はぁっと深く息を吐き、内ポケットから名刺入れを取り出した。
「そうだよ」
俺は渋々と、名刺を1枚引き抜き、マコトの前へと差し出した。
「ほら、やっぱり。ヒイラ……しゅう?」
俺がマコトのいう“ヒイラギ”であったコトに、嬉しそうに顔を綻ばせた次の瞬間、頭上に疑問符を浮かべた。
漢字の上に振られたローマ字表記のルビに、マコトは首を傾げる。
「そう。俺の名前は、ヒイラギって書いて、シュウって読むんだよ」
諦めて自分の名を語る俺に、マコトは指先を震わせた。
「……本名だった。ちゃんと、本当の名前、教えてくれてたんだ」
嬉しそうに、震えた声を紡いだマコトは、申し訳なさそうな瞳を俺へと向けた。
「疑って、ごめん」
疑わせるように仕向けたのは、俺なのに。
黙っていたのは、俺なのに。
マコトは、なにも悪くないだろ。
「別に、怒ってねぇよ。てか、謝る必要ねぇだろ」
なんとなく居心地の悪さを感じ、視線を游がせた。
名刺に視線を戻したマコトは、そこから読み取れる情報を漏れなく取得しようとする。
「化粧品会社なんだ。

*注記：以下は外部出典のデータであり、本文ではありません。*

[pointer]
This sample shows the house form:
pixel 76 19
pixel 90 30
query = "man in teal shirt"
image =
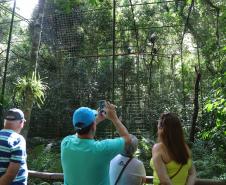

だから、化粧してたんだ」
化粧に気づいてたのか……。
名刺から上げた瞳で俺を見やったマコトは、へへっと照れたような笑みを浮かべた。
「でもオレ、ノーメイクのひぃ…、柊 さんも好きだな」
満足げな笑顔を浮かべたマコトの手が、すっと俺の頬に伸びてくる。
「こら。こんなとこで、変にムード盛り上げんなっ」
きゅっと寄せた眉根で軽く睨めば、マコトは、慌てたように手を引っ込めた。
マコトから意識を逸らせば、周りの雑踏の音が耳に入る。
こんな公衆の面前で沸き立ってしまいそうな気持ちを、マコトを叱るコトで、自制した。